Mi devoción por Magaly es inmaculada. No sólo creo que es una mujer excepcional, inteligente, brillante, sino que sostengo además que es una mujer valiente y bella. Que nadie me acuse de objetividad.

En muchos casos y a pesar de todos mis esfuerzos, confieso que me hundo en el desconcierto moral y aliento una romántica defensa de algunos delitos: por ejemplo, admiro a los contrabandistas, a los piratas, en algunos casos justifico el robo y también el asesinato. Pero siempre con una módica condición.

Para ser audaz hay que experimentar el peligro, el heroísmo requiere arriesgar la vida o de mostrarse sobrehumano en el suplicio. Recuso la épica poltrona de los militares de parada, de los piratas con chalecos salvavidas y de los profetas obsesionados por curarse en salud. Concedo el sexo seguro, pero jamás al trapecistas de vuelo bajo y con redes. Me agrada el coyote que desafía a la migra, el narco que no ignora el precio del tráfico. Soy naturalmente adverso al heroísmo de oropel, a la delación bien remunerada, a la cobardía en defensa de sagrados intereses. Milite en la delincuencia o alrededores, quien ostenta la certeza de la impunidad, es despreciable y merece ser privado de todos sus derechos humanos.
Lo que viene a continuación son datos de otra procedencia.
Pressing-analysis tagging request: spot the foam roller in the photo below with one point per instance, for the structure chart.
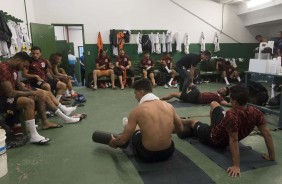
(104, 138)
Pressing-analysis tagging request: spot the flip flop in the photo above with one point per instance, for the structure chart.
(81, 116)
(42, 141)
(53, 127)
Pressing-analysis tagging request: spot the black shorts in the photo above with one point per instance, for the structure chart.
(147, 155)
(202, 131)
(8, 105)
(53, 84)
(151, 70)
(191, 97)
(163, 70)
(217, 115)
(36, 84)
(129, 72)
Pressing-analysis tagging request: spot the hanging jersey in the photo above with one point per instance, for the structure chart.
(39, 68)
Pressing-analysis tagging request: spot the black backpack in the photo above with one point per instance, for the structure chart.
(258, 94)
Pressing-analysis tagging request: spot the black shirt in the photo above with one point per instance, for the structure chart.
(188, 60)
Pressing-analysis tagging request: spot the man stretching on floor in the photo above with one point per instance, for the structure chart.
(144, 123)
(227, 128)
(193, 95)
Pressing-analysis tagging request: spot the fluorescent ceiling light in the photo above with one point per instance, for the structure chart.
(253, 3)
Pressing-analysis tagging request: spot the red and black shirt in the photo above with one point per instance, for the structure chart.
(7, 74)
(39, 67)
(123, 60)
(241, 120)
(104, 61)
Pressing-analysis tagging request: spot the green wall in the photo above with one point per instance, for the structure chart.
(228, 50)
(43, 36)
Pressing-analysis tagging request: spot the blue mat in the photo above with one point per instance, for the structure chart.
(249, 158)
(178, 169)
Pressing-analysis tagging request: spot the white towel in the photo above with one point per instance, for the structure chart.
(148, 97)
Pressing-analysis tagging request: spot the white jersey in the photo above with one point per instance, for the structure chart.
(178, 42)
(152, 38)
(168, 42)
(138, 41)
(163, 42)
(157, 43)
(186, 43)
(216, 43)
(202, 42)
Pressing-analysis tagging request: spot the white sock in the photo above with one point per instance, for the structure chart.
(124, 121)
(58, 97)
(65, 109)
(226, 81)
(66, 118)
(34, 136)
(170, 81)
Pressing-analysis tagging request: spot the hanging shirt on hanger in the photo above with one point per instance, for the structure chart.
(186, 43)
(152, 43)
(216, 43)
(202, 42)
(138, 41)
(157, 43)
(178, 42)
(169, 41)
(163, 42)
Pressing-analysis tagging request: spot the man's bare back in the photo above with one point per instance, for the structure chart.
(155, 119)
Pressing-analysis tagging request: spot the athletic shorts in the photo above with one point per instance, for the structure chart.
(103, 73)
(202, 130)
(217, 115)
(51, 82)
(191, 97)
(129, 72)
(8, 105)
(147, 155)
(163, 70)
(151, 70)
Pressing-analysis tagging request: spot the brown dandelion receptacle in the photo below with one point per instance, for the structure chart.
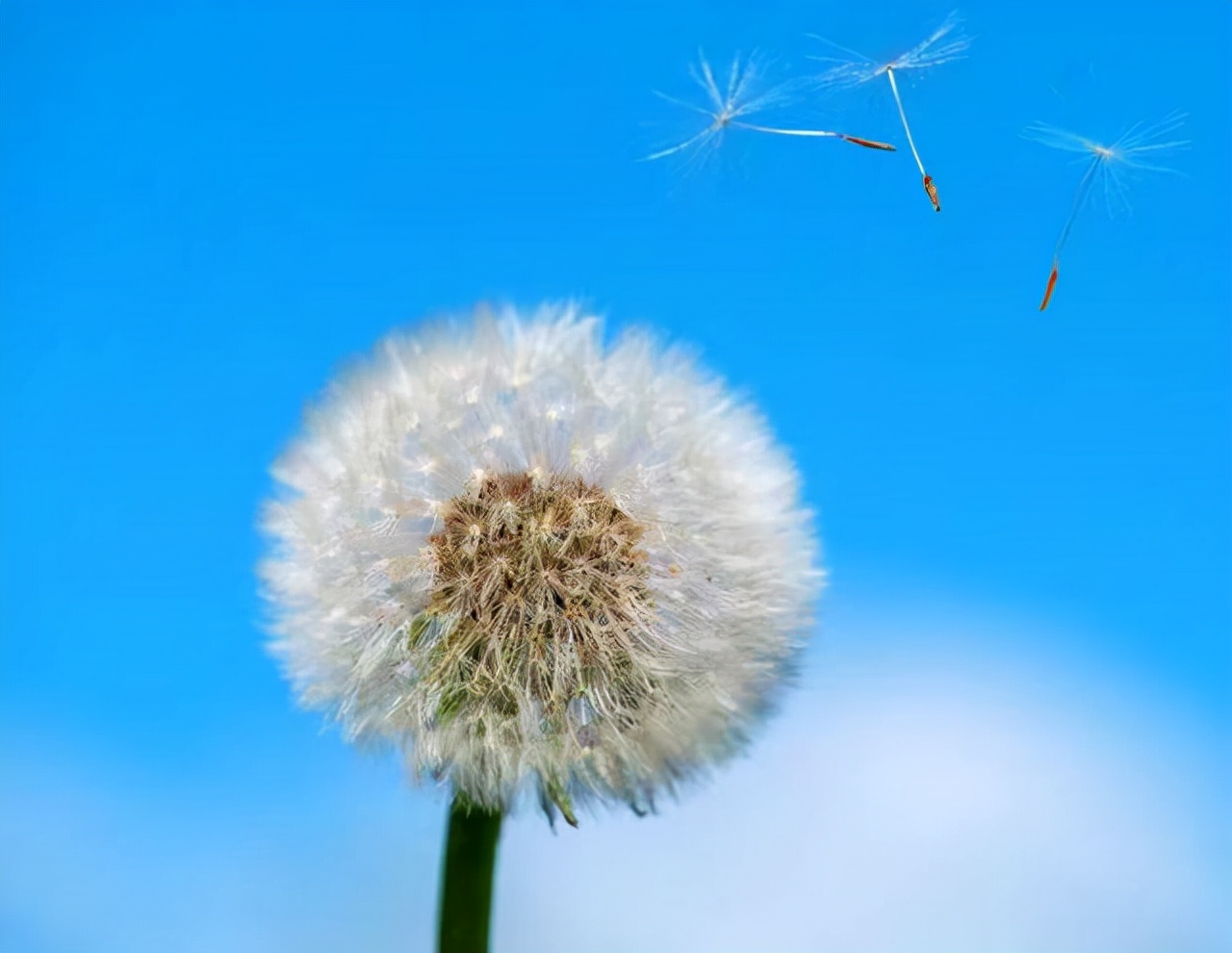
(541, 584)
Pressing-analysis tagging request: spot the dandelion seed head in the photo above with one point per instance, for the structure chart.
(850, 68)
(537, 563)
Quienes hace tiempo conocimos a Magaly envuelta en su delicado halo de norte chico, y hemos sido testigos de su transfiguración (que es gloria y estandarte de la cirugía plástica nacional), pero también sabemos de su coraje y de su audacia, no podemos hacer otra cosa que admirar en ella la voluntad avasalladora de provinciana, de mujer, de chola que ha abierto nuevos ámbitos para la raza. También su singularidad. Nadie que haya tenido comercio con Magaly puede negar que ha tratado con una mujer excepcional.

Thomas De Quincey deslizó dudas sobre la real importancia de los filósofos que en su paso por el mundo no hubieran sido objeto de algunos intentos de asesinato. Creo que un razonamiento análogo para los periodistas que nadie quiso encarcelar es admisible.

Por esta razón, desde la egregia tribuna que me concede Dioinville, asumo esta modesta defensa de la diva y alzo mi voz para protestar por la pena de 5 meses de prisión que ella está purgando. Creo que 5 meses de prisión es muy poco para una promujer como Magaly y que una pena tan absurda avergüenza a la administración de justicia del Perú.

Mientras que muchos -tanto afamados como infames- han pasado por el mundo sin conocer siquiera la recepción de una comisaría, muy pocos (pero entre ellos los más grandes) han probado señaladamente los rigores del encierro: escritores como Fray Luis de León, César Vallejo, Ezra Pound, Louis Ferdinad Celine, Dostoiesvsky, Juan Carlos Onetti, Arguedas, Carpentier. Políticos universales como Haya o Fidel Castro, líderes ecuménicos como Ghandi y Mandela.

Por supuesto, no nos interesa que Magaly sea periodista o algo parecido. Ella nos agrada, y no nos importa un rábano el oficio que ejerza. El hecho es que la pena es insuficiente.

Algunos periodistas que ejercen la escritura efectiva (pero sobre todo los otros, los de la tele, que pueden eximirse de la necesidad cultivar las letras), aun cuando niegan a Magaly el estatus de miembro de la orden, han hecho uso de su caida en desgracia, para deslizar un reclamo de patente de corso. Como los lamentables compañeros de viaje de la dulce Bola de Sebo, aprovechan su martirio, para reclamar para si una especie de fuero privativo o república de plumíferos.

Cual doncella de Orleans achicharrándose entre las llamaradas y las siniestras fumarolas de la hoguera, nuestra Magaly purga su insultante condena en Santa Mónica.

Mientras tanto, en otros ambientes mucho más pulidos y respirables, el angélico coro del IPYS reclama la despenalización de la difamación o algo parecido, en previsión a ofensas futuras que pudiera hacerse a la democracia en el ocasional pellejo de los periodistas (pero también para ponernos a tono con lo más avanzado de la legislación mundial, como corresponde a un país que estos bienaventurados aun no han terminado de civilizar).